2.) keine schöne farbe, passt nicht zur schwarzen Typo.
3.) Ich seh nur den komischen Text  und komm nicht weiter auf die Site.



> mich würde mal interessieren was eine hompage von diesem umfang kosten


die telefonkosten für ein telefonat mit dem Provider um die Site vom Netz zu nehmen.

ps:
wenn die Site doch geht, wahr es mein fehler, ich habs auf 2 Browser versucht und mit Kabel


----------



## Precog (10. Dezember 2002)

bei mir funzt die site ist fast alles aus flash...
aber ich glaube, die dürfte nicht soooo teuer sein,
hab mir allerdungs auch noch nie ne hp gekauft  

naja,
man kann alles selber machen...

cYa
victork


----------



## Psyclic (10. Dezember 2002)

wie kosten ?

für die augenkrebsbehandlung danach ?

kosten wofür ?

präzision.


----------



## möp (10. Dezember 2002)

wer nen flashplayer drauf hat - da müsste sie funktionieren

nehme auch gern kritik und verbesserungs vorschläge an

cu
möp


----------



## Christoph (10. Dezember 2002)

> _Original geschrieben von Psyclic _
> *wie kosten ?
> 
> für die augenkrebsbehandlung danach ?
> ...



rofl  

@möp
genügt flash player 6?


----------



## Andreas Gaisbauer (10. Dezember 2002)

Hallo



> _Original geschrieben von möp _
> *nehme auch gern kritik und verbesserungs vorschläge an
> *



also fangen wir mal an...

1) die Hintergrundfarbe (#cc6600) finde ich unpassend - bringe damit nix in Verbindung was auch nur im entferntersten schmackhafft wäre...
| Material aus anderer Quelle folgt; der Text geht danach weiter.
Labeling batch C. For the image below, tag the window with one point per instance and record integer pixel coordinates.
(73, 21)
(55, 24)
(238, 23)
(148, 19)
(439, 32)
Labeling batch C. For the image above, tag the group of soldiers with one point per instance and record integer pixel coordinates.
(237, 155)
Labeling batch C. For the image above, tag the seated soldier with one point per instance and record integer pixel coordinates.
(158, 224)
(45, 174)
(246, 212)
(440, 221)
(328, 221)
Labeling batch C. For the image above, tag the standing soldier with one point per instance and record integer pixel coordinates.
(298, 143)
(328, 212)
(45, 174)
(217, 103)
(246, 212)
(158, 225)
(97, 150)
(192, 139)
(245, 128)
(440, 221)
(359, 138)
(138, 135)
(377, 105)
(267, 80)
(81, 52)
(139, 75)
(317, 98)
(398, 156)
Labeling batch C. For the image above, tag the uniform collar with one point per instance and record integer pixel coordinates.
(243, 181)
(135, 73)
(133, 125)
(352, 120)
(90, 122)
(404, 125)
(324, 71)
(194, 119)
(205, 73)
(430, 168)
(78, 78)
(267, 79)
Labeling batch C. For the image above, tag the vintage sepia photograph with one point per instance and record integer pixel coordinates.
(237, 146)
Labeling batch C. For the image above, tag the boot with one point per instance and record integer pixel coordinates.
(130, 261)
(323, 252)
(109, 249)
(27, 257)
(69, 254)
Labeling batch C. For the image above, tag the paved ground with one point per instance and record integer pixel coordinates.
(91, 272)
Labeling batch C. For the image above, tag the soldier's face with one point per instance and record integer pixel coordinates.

2) Witzenhausen: der Imageslider ruckelt bei mir wie Sau...

3) Bad Hersfeld hat nur einen Imageslider ohne weiteren Content...

4) Ähmmm... das was sich hinter der Kaffeetasse verbirgt... ähmmm was is das? 

5) Zum "Wolkenicon" öffnet es wirklich nur den ca. 2 Pixel Breiten Streifen rechts? hab nur durch zufall gesehn das da Überhaupt was ist...

6) In der Speisekarte sollte ein Abstand (Freizeile) zwischen den Produkten vorhanden sein - sieht aus wie Fließtext...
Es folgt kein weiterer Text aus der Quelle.